Even though many Oklahomans did not buy into the idea of socialized medicine through ObamaCare, most are now stuck with buyer’s remorse anyway. Why? Because for the first time in our history, we now have on the books a law that forces Americans to purchase a product or face IRS sanction. Contributing to the buyer’s remorse suffered by opponents and supporters alike are increased health care costs, new taxes, the constitutionality of the mandate itself, and over-regulation.
While the Obama administration’s primary argument for the massive government take-over of the health care industry was to reduce health care costs, since its passage, just the opposite has happened. For millions of individuals, the nonpartisan Congressional Budget Office (CBO) has estimated that health insurance premiums will be 10-13 percent higher than they otherwise would have been without ObamaCare. That represents a $2,100 increase per family.
The $200 billion cut from Medicare Advantage included in the new law means that more than 11 million seniors will likely see their Medicare Advantage premiums increase significantly or have their benefits noticeably lessened.
Additionally, states will see their spending on health care increase. A new study by Deloitte predicts that by 2030 Medicaid costs could rise to somewhere between 35% and 50% of states budgets with no relief in sight from ObamaCare.
The picture is not any better for the federal government. Under the most realistic forecast of likely congressional actions, CBO says the nation’s debt is headed toward “unsustainable levels.” ObamaCare was supposed to reduce health care spending and the deficit, but according to the same report, our tsunami of debt includes “all the effects of the recently enacted health care legislation.”
In addition to increased costs, Americans and businesses are faced with a $569 billion increase in taxes. These taxes include $200 billion in taxes on individuals and small businesses, $50 billion in taxes on employers that cannot afford to provide their workers with health coverage, $20 billion in taxes on the uninsured through penalty payments for not meeting the individual mandate, and $20 billion in taxes on medical devices.
While promoting the legislation, the Obama Administration and Democrats in Congress repeatedly argued that the requirements of the bill were not taxation on the American people. Obama himself said of the law, “Nobody considers that a tax.” However, constitutional challenges from states’ attorneys general have forced Obama’s own Justice Department to recognize that the mandate’s best line of defense comes from Congress’ power to impose taxes. The Justice Department argues the mandate is a “valid exercise” of that right. What at first the Administration was so reluctant to admit is quickly becoming their primary defense of the law’s constitutionality. By caving to the accusations that the mandate is in actuality a tax, the Obama Administration is admitting a weariness and very real possibility that the Supreme Court could deem the mandate unconstitutional.
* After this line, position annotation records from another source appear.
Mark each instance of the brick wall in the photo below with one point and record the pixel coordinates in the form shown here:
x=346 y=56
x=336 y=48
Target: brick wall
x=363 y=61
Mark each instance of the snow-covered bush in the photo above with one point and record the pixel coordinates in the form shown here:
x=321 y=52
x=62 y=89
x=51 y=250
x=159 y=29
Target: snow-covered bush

While the challenge to ObamaCare’s constitutionality continues, various federal government agencies and departments press forward in creating the regulations that will govern its implementation. In addition to the nearly 3,000 pages of the legislation itself, the Centers for Medicare and Medicaid Services recently issued a 1,250 page proposed rule on Medicare payment policies for 2011. This is in addition to the 121 page proposed rule limiting how companies can grandfather their employee health-insurance plans to avoid other federal mandates. With these and other regulatory efforts underway, the business community is understandably rethinking its support for Obamacare.
With over-regulation, increased costs, higher taxes and even the law’s constitutionality in question, it is no wonder that states like Missouri are overwhelmingly voting to opt out of the law’s mandate. It should come as no surprise that recent polling shows 55 percent of Americans favor a repeal of ObamaCare. The buyer’s remorse has even caused Democrat congressional leaders to encourage their members to not focus on the law as they prepare for a difficult election season. The only way to get rid of this buyer’s remorse is to return the awful product to the seller from which it came. Voters in Oklahoma and across the country can do just that when they go to the polls this coming November.